Reference Work Entry

Encyclopedia of Database Systems

pp 1435-1438

Indexed Sequential Access Method

  • Alex DelisAffiliated withUniversity of Athens
  • , Vassilis J. TsotrasAffiliated withUniversity of California-Riverside

Synonyms

Indexed sequential file; ISAM file; ISAM

Definition

An indexed sequential access method is a static, hierarchical, disk-based index structure that enables both (single-dimensional) range and membership queries on an ordered data file. The records of the data file are stored in sequential order according to some data attribute(s). Since ISAM is static, it does not change its structure if records are added or deleted from the data file. Should new records be inserted into the data file, they are stored in an overflow area. Deleted records are removed from the file (leaving empty space).

Historical Background

Although transparent for the user of a DBMS, access methods play a key role in database performance. A major performance goal of a DBMS is to minimize the number of I/Os (i.e., blocks or pages transferred) between the disk and main memory. One way to achieve this goal is to minimize the number of I/Os when answering queries. Note that many queries reference only a small portion of the records in a database table. For example the query: “find the employees who reside in Santa Monica, CA” references only a fraction of the records in the Employee relation. It would be rather inefficient to have the database system sequentially read all the pages of the Employee file and check the residence field of each employee record for the name ‘Santa Monica’. Instead the system should be able to locate the pages with ‘Santa Monica’ employee records directly. To allow such fast access, additional disk-resident structures called indices (or access methods) are designed per database relation. One of the first such methods developed was the index sequential access method (ISAM). ISAM was developed at IBM in late 1960s [3] and it is essentially the predecessor to the widely used B+-tree index. A major difference between ISAM and the B+-tree [1] is that instead of overflowing pages, the B+-tree introduces page splitting. The ISAM was later replaced by IBMs virtual storage access method (VSAM) [4] which introduced the notion of splitting (data or index pages) when there is not enough space for inserting a new record.

Foundations

The ISAM structure contains three separate storage areas: the data file, the index file and the overflow area. For simplicity, assume that the data file is an Employee relation, ordered according to the social security number or ssn attribute. Moreover, assume that this relation is stored sequentially on the disk, following the logical order of the ssn attribute. If the Employee file has n records and one page can hold B Employee records, the total number of pages in this file is O(n ∕ B). Note that each file page is full of Employee records except possibly the last page. Moreover, given the sequential storage of the file, each page can easily access the next page of the file in ssn order (it is simply the next physical page on the disk).
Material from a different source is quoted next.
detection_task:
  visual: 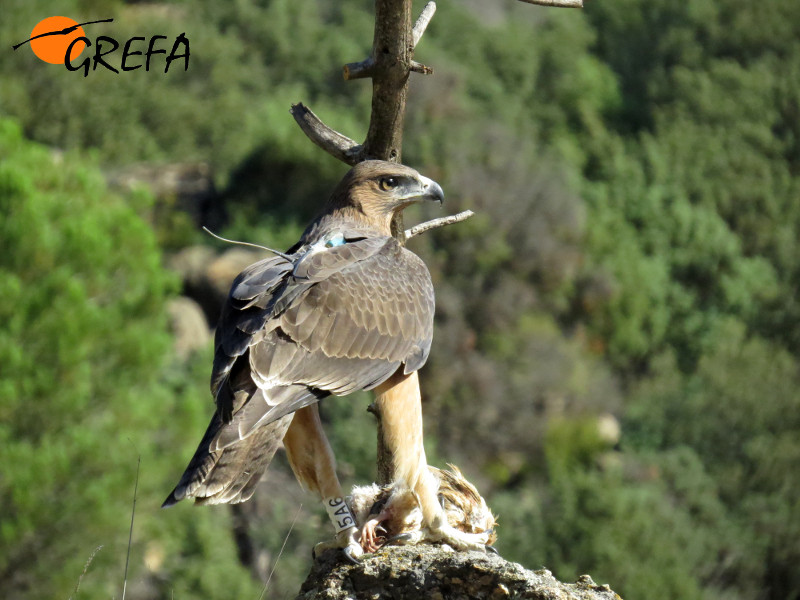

A straightforward way to build an index on the Employee file is to create a new (much smaller) file that contains one representative record from each Employee file page. The records in this new file are of the form:  <search_value, ptr> where ptr is a pointer to an Employee file page (a page-id number uniquely identifying the page on the disk) and search_value is the smaller ssn recorded in that page. Since these records are smaller in size than the Employee file records, each page of the new file will contain many of them. If the Employee file is large, the new file will spread over a number of pages (this number is clearly bounded by O(n ∕ B 2)). However, since the new file is also an ordered file (it has two attributes and is ordered according to the search_value attribute) it can be indexed by another (even smaller) level of index pages, and so on. This process continues until the creation of an index layer that consists of a single page. As a result a multi-way, tree-structured index is created whose nodes correspond to pages (see Fig. 1). It is worth pointing out that all index pages from possibly multiple index levels are resident in the index file area of the ISAM.
https://static-content.springer.com/image/prt%3A978-0-387-39940-9%2F9/MediaObjects/978-0-387-39940-9_9_Part_Fig1-738_HTML.jpg
Indexed Sequential Access Method. Figure 1

An indexed sequential access method.

The ISAM organization is a single-dimensional (as opposed to multi-dimensional) index. It supports searches on the attribute (or collection of attributes) on which the data file is ordered. For example, searching the indexed sequential access method for a given ssn K (i.e., a membership query) is simple. The search starts from the root page where the record with the largest search_value that is less or equal to K is located. The search then continues to the page in the next index level, pointed by this record, until a page of the Employee file is reached. If K is found among the ssn values of that Employee page, the appropriate record is returned as answer to the query. If K is not found the answer is empty. It is easy to see that this search takes O(logB(n ∕ B)) page accesses (I/Os) as this is the height (in pages) of the tree. The reader should note that the logarithm is base B, the size of the page, since this is a multi-way tree where each node has O(B) fan-out.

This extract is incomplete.